The human yolk sac does not actually contain yolk and for years it was considered to be unimportant in the nutrition of the embryo. More recently, however, the vasculature of the yolk sac has been shown to facilitate the histiotrophic nutrition of the embryo. Before the vasculature of the placenta becomes established, the early embryo receives its nutrition by the absorption of uterine fluids through the trophoblastic tissues. These nutrients then enter the extraembryonic coelom and are subsequently absorbed through the walls of the blood vessels lining the yolk sac. Through the vitelline circulation, the nutrients are then brought to the body of the embryo.
Groups of extraembryonic mesodermal cells in the wall of the yolk sac become organized into blood islands (see Figure 6.24 ), and many of the cells differentiate into primitive blood cells. Extraembryonic hematopoiesis continues in the yolk sac until approximately the sixth week, when blood-forming activity transfers to intraembryonic sites, especially the liver. The yolk sac has recently been shown to be the site of origin of a lineage of lymphoid cells that gives rise to microglia in the brain, Langerhans cells in several types of epithelia, populations of tissue macrophages, and mast cells. Previously these cells were considered to be descendants of a stem cell population residing in the bone marrow. Some of these precursor cells migrate from the yolk sac to the liver when hepatic hematopoiesis has begun.
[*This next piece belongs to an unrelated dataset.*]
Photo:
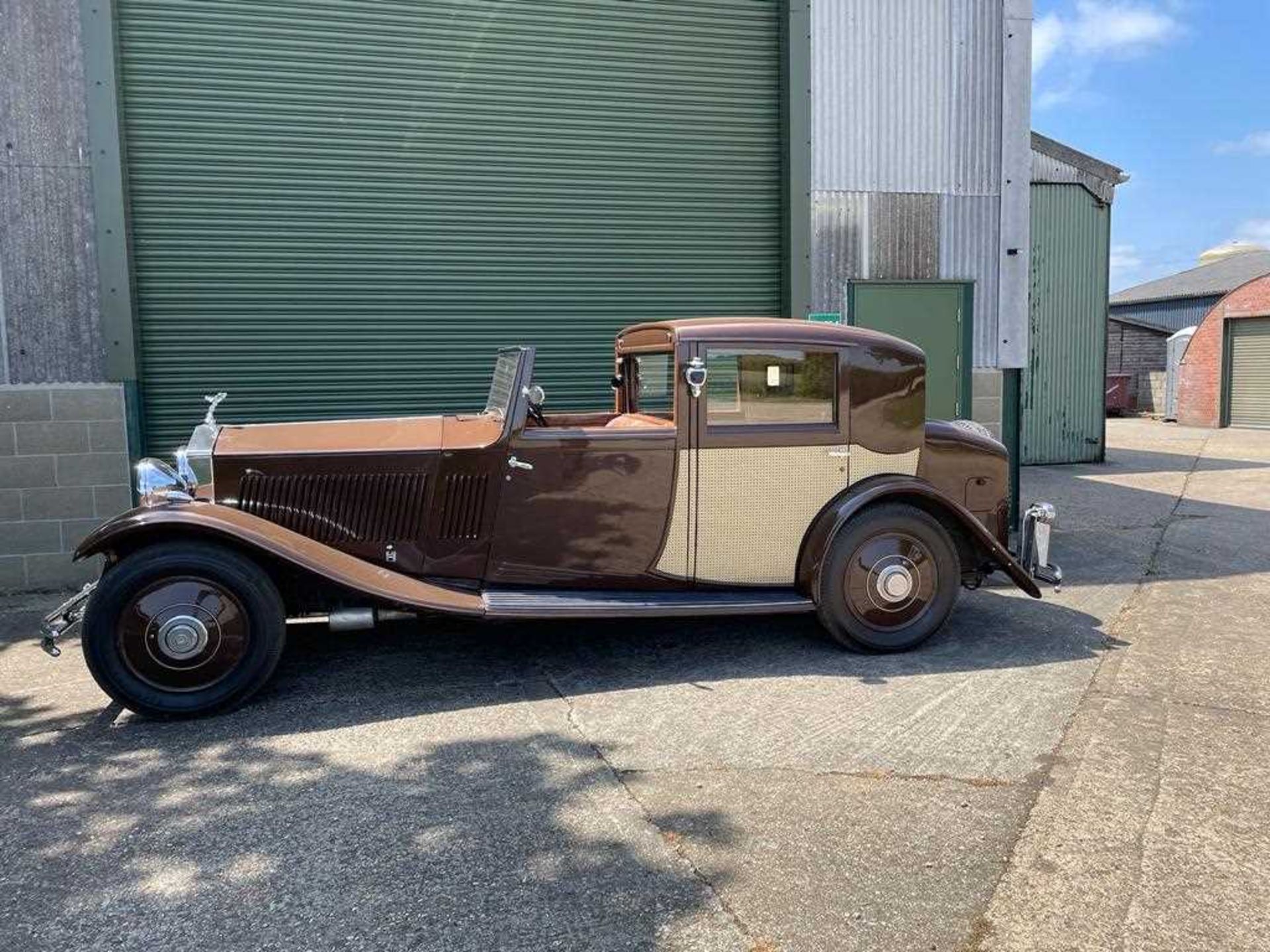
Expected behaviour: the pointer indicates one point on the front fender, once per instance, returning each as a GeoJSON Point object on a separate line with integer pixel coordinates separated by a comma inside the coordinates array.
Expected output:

The normal amount of amniotic fluid at term is typically 500 to 1000 mL. An excessive amount (>2000 mL) is hydramnios . This condition is frequently associated with multiple pregnancies and esophageal atresia or anencephaly (a congenital anomaly characterized by gross defects of the head and often the inability to swallow [see Figure 8.5 ]). Such circumstantial evidence supports the important role of fetal swallowing in the overall balance of amniotic fluid exchange. Too little amniotic fluid (<500 mL) is oligohydramnios . This condition is often associated with bilateral renal agenesis (absence of kidneys) and points to the role of fetal urinary excretion in amniotic fluid dynamics. Oligohydramnios can also be a consequence of preterm rupture of the amniotic membrane, which occurs in approximately 10% of pregnancies.
There are many components, both fetal and maternal, in amniotic fluid; more than 200 proteins of maternal and fetal origin have been detected in amniotic fluid. With the analytical tools available, much can be learned about the condition of the fetus by examining the composition of amniotic fluid. Amniocentesis involves removing a small amount of amniotic fluid by inserting a needle through the mother’s abdomen and into the amniotic cavity. Because of the small amount of amniotic fluid in early embryos, amniocentesis is usually not performed until the thirteenth or fourteenth week of pregnancy. Amniotic fluid has bacteriostatic properties, which may account for the low incidence of infections after amniocentesis is performed.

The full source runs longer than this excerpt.